What’s behind the closing of our small schools?

By MPP Toby Barrett

Over the past few weeks I have been travelling the province for annual Finance Committee Pre-Budget Consultations.

Last week in London, testimony from Susan MacKenzie hit home. Susan belongs to the Alliance Against School Closures and is from the Township of Dawn-Euphemia – an area in the throes of the Ministry of Education’s directive to close almost 600 schools in Ontario. The majority of these schools are small and located in rural Ontario.

School closures and consolidations are supported by the Ministry’s Pupil Accommodation Review Guideline that has been revised to bypass any consideration of the value of a school to its community, its economy and local government.

Parents have been rallying in pockets across the province as our small schools have not escaped this latest attack. Locally, the Grand Erie District School Board recently examined schools in both Norfolk and Haldimand. As a result, West Lynn Public School in Norfolk will be closing and Elgin Ave will be renovated to increase classroom space.

In the meantime, the Brant Haldimand-Norfolk Catholic District School Board has three schools under the microscope. Although these schools are under review, it does not mean each one may close. For example, of the three schools the Catholic board has under review — Our Lady of LaSalette, Delhi’s St. Frances and Waterford’s St. Bernard’s — the only school in danger of closing is LaSalette. The other two are listed to accommodate misplaced OLOL students.

Schools under capacity are on-going occurrences in rural and small town Ontario. Instead of helping to keep students in their own community, government and school boards seem to have lost touch with communities. But the bigger is better approach — shifting funding from small schools to larger and combined schools — has proven wrong time and again.

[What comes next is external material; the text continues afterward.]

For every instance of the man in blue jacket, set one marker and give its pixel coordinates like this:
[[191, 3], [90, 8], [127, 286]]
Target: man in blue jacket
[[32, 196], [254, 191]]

Neither the ministry nor the boards provide evidence that larger combined schools enhance student achievement. There is research showing small schools provide excellent learning environments, although there are more course options available at larger schools. Then again many of us have done alright coming from small elementary schools where the focus was on reading, writing and arithmetic.

In 2003, Dr. James Downey prepared the Rural Education Strategy for the Ministry of Education to ensure quality education and student success in remote, rural and northern schools. It recommended a wide, flexible range of options for allocating resources and making decisions about small and distant schools. What happened? Instead of the Ministry giving a hand up to small schools and recognizing the benefit to their community, we see them being phased out.

Susan Mackenzie also attacked the ministry’s “School Board Bait and Switch” of dumping excessive sums of money into capital incentive and priority programs — $12 billion over 10 years has been committed to additions, renovations, consolidations and new infrastructure. But, in 2015, Ontario’s Auditor General recommended the ministry allocate two-thirds of its capital priority funding to renewals and maintaining existing schools, not to new infrastructure.

Between now and next year’s election, Susan reports the ministry will spend almost $1.5 billion to save $236 million. In light of this, I call on the ministry to place a moratorium on school closures until the funding formula is fixed and the pupil accommodation review guidelines are fairly rewritten. Rural Ontario has been through enough.